しばらく沈黙が続いたが俺から言葉をかける。
「まあ、終った事は気にしない、気にしない」
「私、酔っていたとはいえ・・・」
「反省してるんだ?」
「うん・・・・」
(意外に素直)
「パ~ッと発散出来てよかったんじゃない?」
「・・・・」
「発散のやり方に問題ありだけどね~」
俺は笑いながら言う。
「ごめんなさい」
「片付けも大変だしさ~」
「ごめん・・・それに、最低の事をしちゃった」
「物を壊すのはいいけど、自分を傷つけるのはどうかと思うよ」
「うん」
「さあ、みんな忘れて飯でも食って元気出そうぜ」
「うん」
「しかし酒くさいな~酔っぱらって暴れそうだよ」
「・・・・」
(あはは、笑えないか!今は冗談が通じる状況じゃなかった)
部屋の散乱した状態は元に戻してほとんど片付き、後は壁と床の絨毯だけになっている。
「俺、頑張ったよなあ」
「お疲れ様」
「お疲れ様じゃねえよ~全く」
「ごめん」
「由美、謝ってばっか」
「ごめん」
「ほら・・・あはは!」
仕事の出勤時間が近づき店に電話を掛ける。
「店長、今日、店休みます。
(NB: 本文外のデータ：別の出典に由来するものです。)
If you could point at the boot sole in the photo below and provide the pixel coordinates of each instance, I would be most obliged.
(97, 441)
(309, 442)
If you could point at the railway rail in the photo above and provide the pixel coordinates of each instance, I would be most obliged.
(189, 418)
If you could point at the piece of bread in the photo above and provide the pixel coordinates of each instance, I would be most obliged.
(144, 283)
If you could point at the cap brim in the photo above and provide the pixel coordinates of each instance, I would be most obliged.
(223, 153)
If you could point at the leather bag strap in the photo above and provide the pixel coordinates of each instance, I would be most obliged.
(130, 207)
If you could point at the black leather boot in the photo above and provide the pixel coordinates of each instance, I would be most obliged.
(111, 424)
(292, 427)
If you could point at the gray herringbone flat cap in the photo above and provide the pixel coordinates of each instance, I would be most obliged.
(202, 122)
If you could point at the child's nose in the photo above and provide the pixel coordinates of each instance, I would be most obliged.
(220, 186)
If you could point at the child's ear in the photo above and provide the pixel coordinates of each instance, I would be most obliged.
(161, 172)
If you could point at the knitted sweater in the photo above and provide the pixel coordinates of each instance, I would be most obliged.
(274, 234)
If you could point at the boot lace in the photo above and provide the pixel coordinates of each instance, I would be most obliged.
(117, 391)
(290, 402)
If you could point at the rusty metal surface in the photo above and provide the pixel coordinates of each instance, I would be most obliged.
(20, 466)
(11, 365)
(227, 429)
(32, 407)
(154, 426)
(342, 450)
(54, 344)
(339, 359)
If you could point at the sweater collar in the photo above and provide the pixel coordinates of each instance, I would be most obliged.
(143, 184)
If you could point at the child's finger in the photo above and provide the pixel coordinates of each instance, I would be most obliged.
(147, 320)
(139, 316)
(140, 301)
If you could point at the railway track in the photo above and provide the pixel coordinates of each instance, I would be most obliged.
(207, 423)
」
「そうか、わかった」
「相原さんや赤坂さんには、後で電話しておきます」
「そうしてくれ、お大事に」
店長も慣れた様子で詳しくは聞いて来ない。
夜になって、二人で話し合う事にした。
由美もだいぶ落ち着いた様子。
今後どうするかずっと考えていた結論を話す事にする。
「酒は、ぬけた?」
「うん、まだ少し頭が痛いけどね」
「腕は?」
由美は傷跡を見せながら答える。
「少しズキズキするかな・・・」
「今までいろいろ我慢して生きてきたんじゃないの?」
「そうかもね」
「そこで自分で終らせるのは、どうかと思うよ」
(俺・・・えらそうだな)
「うん」
「とことん納得するまでやって、駄目なら次の人生を見つけようよ」
「次って簡単に言うけど、難しいのよ」
「そう?」
「今は、その人しか見えてないから無理よ」
「そうだよな~」
(その人って俺だよな?他人事の様に言うんだな)
「ダメなら次の人なんて、そんな都合よく出来ないわよ」
「だよな」
「私が弱かったの。お酒で抑えが効かなかったと思う」
「そうだと思う。それでね、はっきり言っていいかな?」
「うん」
由美の顔が緊張でこわばる。
「由美にとっても俺にとっても、一緒に住むということはマイナスだと思う」
「わかってる」
「しばらく俺は、ホスト部屋に住むよ」
「ここを出て行くの?」
「別れる訳じゃないから荷物は置いとくよ」
(完全に出て行くと言って、またやられても困るし置いておこう)
本当は別れ話をするつもりだったがとっさに浮かんだ案に変更する。
由美は一瞬、安堵の表情をしたよう見える。
「しばらく距離を置こうよ」
「そうね」
お互い離れて生活することにする。
そのほうが由美も心配が減って、気持ちも楽になるだろう。
自信家ではないが、勝手にそう思い込む。
由美も自分のやった事に、反省していたのだろう。
すんなり納得して、一人で住むことを了承する。
そして、由美は立ち直ったのだが・・・。